If you only grant CONNECT to a database, the user can connect but has no other privileges. You have to grant USAGE on namespaces (schemas) and SELECT on tables and views individually. So something like:
GRANT CONNECT ON DATABASE mydb TO xxx;
-- This assumes you're actually connected to mydb..
GRANT USAGE ON SCHEMA public TO xxx;
GRANT SELECT ON mytable TO xxx;
Granting 'SELECT' to each table/view individually can be a bore. Something like this can help:
SELECT 'GRANT SELECT ON ' || relname || ' TO xxx;'
FROM pg_class JOIN pg_namespace ON pg_namespace.oid = pg_class.relnamespace
WHERE nspname = 'public' AND relkind IN ('r', 'v')
This should output the relevant GRANT commands to GRANT SELECT on all tables and views in public, for copy-n-paste love.
Edit - PostgreSQL 9
This post is quite old, and perhaps it's worth mentioning now that PostgreSQL 9.0 introduces functionality to make this easier.

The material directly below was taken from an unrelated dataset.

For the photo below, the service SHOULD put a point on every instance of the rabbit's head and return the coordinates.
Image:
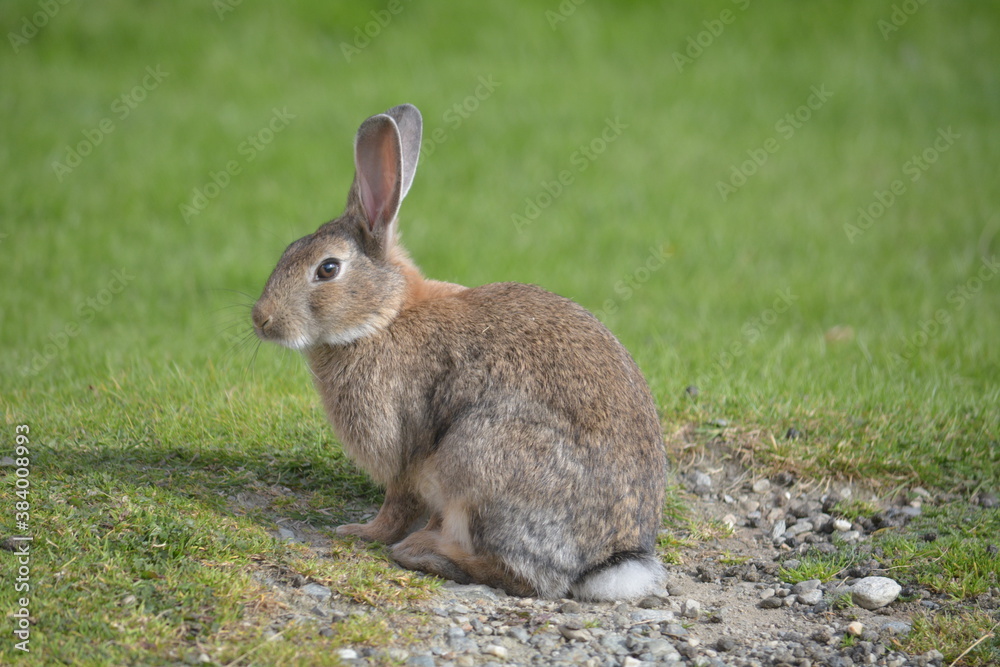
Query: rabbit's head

You still need to grant USAGE permissions on schemas, but you can grant permissions on all tables, views etc. in the schema using a single command rather than having to generate them:
GRANT SELECT ON ALL TABLES IN SCHEMA public TO xxx;
This only affects tables that have already been created, so it's the equivalent of the generated commands above. More powerfully, you can automatically have default roles assigned to new objects in future:
ALTER DEFAULT PRIVILEGES IN SCHEMA public
GRANT SELECT ON TABLES TO xxx;
Note that by default this will only affect objects (tables) created by the user that issued this command: although it can also be set on any role that the issuing user is a member of. However, you don't pick up default privileges for all roles you're a member of when creating new objects... so there's still some faffing around. If you adopt the approach that a database has an owning role, and schema changes are performed as that owning role, then you should assign default privileges to that owning role. IMHO this is all a bit confusing and you may need to experiment to come up with a functional workflow.